My gut response to this is that the Founders had something to fight for, something that focused their energy and attention. Once they acheived it their successors would gradually begin to indulge in the superficially “rewarding” but ultimately self-defeating activity of resting on their laurels. Worse, they were resting on SOMEONE ELSES laurels.
But instead of reducing the whole thing to “Weren’t the Founders great? And aren’t the ones we have now just terrible”; it might be better to take a step or two back and look at it all from right angles, so to speak.
I think the whole thing points to what Orientations actually do. They help us engage with Reailty. But what happens to them, or to us? Well, Orientations are designed to solve problems at a particular time; if we adhere to the letter of their law and not to the demands of Reality we ignore the latter while applying too much pressure on the former. And that in fact is what is happening now, and has been happening. I think THIS is bottom we are hitting. I think THIS is what Obama truly represents.
But if you look at it from Human Behavior and Cultural History the matter clears up at once. Philosophically the Enlightenment thinkers were still dealing with ideas that they thought were Constitutive, ie; an idea that expressed the way the world really was. As opposed to the next step taken by Romanticism that developed a more Instrumental metaphysics. It is no coincidence that figures like Darwin and Nietzsche came out of Romanticism.
In fact, Nietzsche gets right to it in the first paragraph above.
“Liberal institutions cease to be liberal as soon as they are attained:”
Of course; because the ideas used to attain their goal were created to deal with another time and another situation.
Right or Left, God or Nature, Heaven or Society, etc. are two sides of the same coin. Or, as a co-worker once said to me in relation to the Left and Right, “The pendulum swings.”
To which I replied, “Yes, and it’s the PENDULUM that has to go!”
And just as it’s no conincidence that Darwin and Neitzsche came out of the 19th Century, so too is it NO coincidence that the Left and Right came out of the 18th.
These two groups have been holding us hostage for far too long.
This explains Neitzsche’s next line,
“later on, there are no worse and no more thorough injurers of freedom than liberal institutions”
Of course. It should be obvious what a shamlbes Middle Class Enlightenment Politics and Culture and Business have made of Society. What a dysfunctional, mal-adaptive culture they’ve created. Intellectually shallow, Spiritually vacant society run on the mindless pursuit of the all might dollar which, in fact, is far from almighty today. Far from it, it’s as anemic as the spiritual condition of the people who want it so badly.
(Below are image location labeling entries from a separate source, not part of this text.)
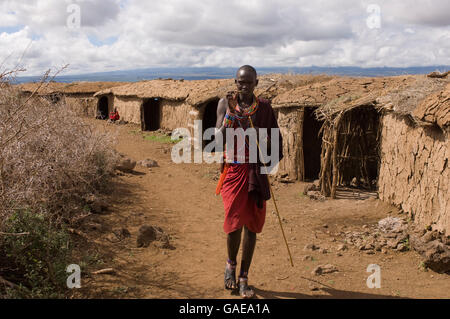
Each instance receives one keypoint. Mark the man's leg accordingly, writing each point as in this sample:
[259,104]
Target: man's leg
[247,255]
[233,243]
[247,251]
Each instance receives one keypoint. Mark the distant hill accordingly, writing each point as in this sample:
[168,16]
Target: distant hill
[189,73]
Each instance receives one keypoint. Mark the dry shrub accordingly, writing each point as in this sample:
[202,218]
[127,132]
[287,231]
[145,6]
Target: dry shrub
[50,160]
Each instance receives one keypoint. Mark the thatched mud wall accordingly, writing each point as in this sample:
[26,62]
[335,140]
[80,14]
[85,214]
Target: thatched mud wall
[414,172]
[175,114]
[82,104]
[290,122]
[129,108]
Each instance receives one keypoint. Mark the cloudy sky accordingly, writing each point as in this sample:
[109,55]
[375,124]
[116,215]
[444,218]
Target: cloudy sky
[106,35]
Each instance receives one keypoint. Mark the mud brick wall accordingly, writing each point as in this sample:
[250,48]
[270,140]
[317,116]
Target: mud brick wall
[415,172]
[82,104]
[129,109]
[175,114]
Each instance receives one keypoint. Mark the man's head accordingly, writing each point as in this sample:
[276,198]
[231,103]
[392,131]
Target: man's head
[246,80]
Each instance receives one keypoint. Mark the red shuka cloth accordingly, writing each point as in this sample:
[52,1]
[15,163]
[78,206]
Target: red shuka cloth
[240,208]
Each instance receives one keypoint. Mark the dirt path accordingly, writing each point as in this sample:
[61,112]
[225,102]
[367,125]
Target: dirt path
[180,199]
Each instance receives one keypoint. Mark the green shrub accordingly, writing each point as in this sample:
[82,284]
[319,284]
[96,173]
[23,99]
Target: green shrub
[39,258]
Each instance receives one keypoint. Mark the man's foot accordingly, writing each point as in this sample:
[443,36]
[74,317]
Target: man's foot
[230,275]
[244,290]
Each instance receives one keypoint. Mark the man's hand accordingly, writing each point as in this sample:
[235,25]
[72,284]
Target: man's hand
[232,101]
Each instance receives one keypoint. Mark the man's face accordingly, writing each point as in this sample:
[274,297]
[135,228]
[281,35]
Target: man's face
[246,82]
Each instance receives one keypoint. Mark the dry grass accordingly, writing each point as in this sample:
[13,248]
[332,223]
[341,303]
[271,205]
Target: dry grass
[50,161]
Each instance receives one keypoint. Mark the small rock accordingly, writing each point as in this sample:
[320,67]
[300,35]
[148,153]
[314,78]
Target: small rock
[316,195]
[393,243]
[93,226]
[148,163]
[122,233]
[429,236]
[311,247]
[313,287]
[324,269]
[147,234]
[126,165]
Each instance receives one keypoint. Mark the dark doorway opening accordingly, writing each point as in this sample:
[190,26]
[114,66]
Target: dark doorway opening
[102,108]
[358,148]
[210,118]
[151,114]
[312,144]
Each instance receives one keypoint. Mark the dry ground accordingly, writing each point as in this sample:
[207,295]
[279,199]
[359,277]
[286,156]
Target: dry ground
[180,199]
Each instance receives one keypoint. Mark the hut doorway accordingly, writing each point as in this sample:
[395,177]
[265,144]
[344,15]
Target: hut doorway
[102,108]
[312,144]
[358,149]
[151,114]
[209,118]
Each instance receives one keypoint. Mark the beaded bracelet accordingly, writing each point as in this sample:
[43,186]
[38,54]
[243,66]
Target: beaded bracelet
[228,121]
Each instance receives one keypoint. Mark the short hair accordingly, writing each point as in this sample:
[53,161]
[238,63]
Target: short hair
[248,68]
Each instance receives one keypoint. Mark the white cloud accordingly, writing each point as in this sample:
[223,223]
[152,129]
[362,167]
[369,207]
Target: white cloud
[122,34]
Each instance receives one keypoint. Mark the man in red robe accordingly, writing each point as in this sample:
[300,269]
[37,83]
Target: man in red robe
[244,190]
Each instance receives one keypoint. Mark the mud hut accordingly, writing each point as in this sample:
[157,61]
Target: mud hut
[302,128]
[389,135]
[79,96]
[167,104]
[393,139]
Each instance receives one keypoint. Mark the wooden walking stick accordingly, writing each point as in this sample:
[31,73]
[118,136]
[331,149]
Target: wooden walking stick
[273,197]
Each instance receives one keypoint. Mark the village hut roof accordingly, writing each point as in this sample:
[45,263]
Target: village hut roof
[49,88]
[197,92]
[424,99]
[194,92]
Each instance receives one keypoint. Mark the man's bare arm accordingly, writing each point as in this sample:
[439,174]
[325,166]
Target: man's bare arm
[221,111]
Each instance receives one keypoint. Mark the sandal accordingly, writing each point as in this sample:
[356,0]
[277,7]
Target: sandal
[230,275]
[244,290]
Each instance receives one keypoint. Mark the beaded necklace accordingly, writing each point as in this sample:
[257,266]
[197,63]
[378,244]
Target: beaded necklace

Ask them why they want it so badly and they will look at you like your nuts.
Because they think the answer is SELF-EVIDENT!!!!!!
THAT’S the Enlightenment for you. Make everything easy by saying it’s “Natural” or “Ordained by God” or “Self-Evident”.
So it MUST be right and true and good. Like the Self-Correcting Market!!!!!
My goodness, no wonder we’re in the position we’re in today.
We need a new Exodus from Houndsditch!